Le gouvernement d’Habib Essid était faible et son assise politique lui faisait défaut ; là était le principal argument présenté par le chef de l’Etat et ses alliés qui, pour renforcer leur manœuvre et pour lui offrir une meilleure présentation, avait préparé un document, nommé le pacte de Carthage, résumant l’ensemble des priorités sur lesquelles devrait travailler le nouveau gouvernement. 

Ainsi, nous avons eu droit à des priorités comme la lutte contre la corruption, contre la contrebande ou encore contre la pauvreté et le terrorisme. Au bout de quelques mois, Youssef Chahed a réussi à marquer un grand coup en arrêtant, le 23 mai dernier, l’homme d’affaires douteux Chafik Jarraya suite à l’implication de ce dernier dans une affaire liée à la sûreté de l’Etat. S’en suivait alors une série d’interpellations d’hommes d’affaires et de contrebandiers. Une action menée avec succès dans la mesure où elle a permis à Youssef Chahed de se construire un capital sympathie considérable ; au lendemain du 23 mai, des citoyens s’étaient rassemblés spontanément à la place Kasbah pour soutenir Chahed avec le fameux slogan Go Jo.

Seulement voilà, il semblerait que cette réussite et cette montée en flèche du jeune chef du gouvernement au niveau des sondages relatifs aux personnalités inspirant le plus confiance, aient finalement dérangé les grands patrons qui pensaient que Chahed aurait exactement la même posture que celle qu’il avait eu en novembre 2015 lorsque Caïd Essebsi l’avait désigné président de la commission des treize dont la tâche principale était de sauver le mouvement de Nidaa Tounes de la grande scission.

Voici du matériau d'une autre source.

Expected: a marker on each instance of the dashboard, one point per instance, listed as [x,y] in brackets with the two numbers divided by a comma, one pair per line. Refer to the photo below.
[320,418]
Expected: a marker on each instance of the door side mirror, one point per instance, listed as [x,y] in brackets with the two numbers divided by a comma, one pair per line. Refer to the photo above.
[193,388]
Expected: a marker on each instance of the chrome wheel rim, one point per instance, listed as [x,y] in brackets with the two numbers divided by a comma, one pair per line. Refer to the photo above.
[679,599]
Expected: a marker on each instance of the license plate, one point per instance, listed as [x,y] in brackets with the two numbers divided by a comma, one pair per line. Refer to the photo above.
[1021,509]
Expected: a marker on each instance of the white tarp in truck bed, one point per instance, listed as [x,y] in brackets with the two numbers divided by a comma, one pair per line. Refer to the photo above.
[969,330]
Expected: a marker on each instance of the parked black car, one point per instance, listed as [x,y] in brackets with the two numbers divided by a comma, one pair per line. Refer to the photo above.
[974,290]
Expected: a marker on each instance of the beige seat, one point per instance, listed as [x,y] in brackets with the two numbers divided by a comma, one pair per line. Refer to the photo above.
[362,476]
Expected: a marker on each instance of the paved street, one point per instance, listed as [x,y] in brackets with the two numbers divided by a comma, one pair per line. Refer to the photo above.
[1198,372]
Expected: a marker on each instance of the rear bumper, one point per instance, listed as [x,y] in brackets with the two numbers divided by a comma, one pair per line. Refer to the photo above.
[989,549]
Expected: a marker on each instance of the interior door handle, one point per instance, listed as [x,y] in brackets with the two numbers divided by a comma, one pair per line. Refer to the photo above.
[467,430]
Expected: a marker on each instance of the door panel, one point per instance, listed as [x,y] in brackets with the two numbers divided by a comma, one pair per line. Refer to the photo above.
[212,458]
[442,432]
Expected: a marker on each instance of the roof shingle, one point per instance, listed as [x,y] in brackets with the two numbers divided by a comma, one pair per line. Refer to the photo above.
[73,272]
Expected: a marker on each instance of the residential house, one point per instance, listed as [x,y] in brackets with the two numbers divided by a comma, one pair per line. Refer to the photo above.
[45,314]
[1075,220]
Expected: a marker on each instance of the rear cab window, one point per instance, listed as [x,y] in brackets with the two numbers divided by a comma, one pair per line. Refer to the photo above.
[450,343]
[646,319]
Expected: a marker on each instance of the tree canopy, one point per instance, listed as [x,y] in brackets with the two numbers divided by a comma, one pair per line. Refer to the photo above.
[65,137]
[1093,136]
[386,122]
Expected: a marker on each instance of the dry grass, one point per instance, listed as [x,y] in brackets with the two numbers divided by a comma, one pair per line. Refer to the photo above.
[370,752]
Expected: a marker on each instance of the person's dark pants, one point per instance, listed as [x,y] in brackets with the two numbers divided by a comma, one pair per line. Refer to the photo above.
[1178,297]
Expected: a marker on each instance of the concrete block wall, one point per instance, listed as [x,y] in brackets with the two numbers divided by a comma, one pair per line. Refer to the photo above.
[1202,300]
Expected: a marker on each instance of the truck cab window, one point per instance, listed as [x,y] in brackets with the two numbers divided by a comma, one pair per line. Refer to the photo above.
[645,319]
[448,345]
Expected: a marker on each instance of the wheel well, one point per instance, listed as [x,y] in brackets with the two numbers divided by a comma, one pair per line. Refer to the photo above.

Contrairement donc à ces attentes, Youssef Chahed a pris une autre voie et a choisi des axes de travail, des discours et des actions lui ont permis d’occuper une place plutôt privilégiée auprès de l’opinion publique. Une situation dérangeante d’autant plus que les échéances électorales se rapprochent de plus en plus. A cause de cette popularité, le jeune Chahed s’est retrouvé dans une situation peu confortable avec des partis politiques qui, au lieu de le soutenir, lui adressent des reproches à peine voilées. Cela a commencé avec le mouvement d’Ennahdha et son chef qui, lors d’un passage télévisé marqué par sa cravate rouge, a directement demandé au chef du gouvernement de s’engager publiquement à ne pas se présenter à l’élection présidentielle de 2019. Bien que les conseillers du président aient assuré que ce dernier n’a pris connaissance de cette requête qu’après qu’elle ait été révélée publiquement, l’enthousiasme ne s’est pas très fait ressentir dans la défense présidentielle au profit de Chahed.

Après qu’on nous ait présenté le gouvernement de Youssef Chahed comme la dernière carte que peut jouer la Tunisie, aujourd’hui on hésite et on remet en question toute l’aventure ; alors que le pays continue de souffrir sur le plan économique et social, les coulisses de la scène politique commencent à parler du prochain chef du gouvernement qui serait l’une des personnalités recrutées récemment au sein de Nidaa Tounes… A en croire ces mêmes bruits, Youssef Chahed et son gouvernement seraient appelés à démissionner d’ici la fin du mois de janvier 2018.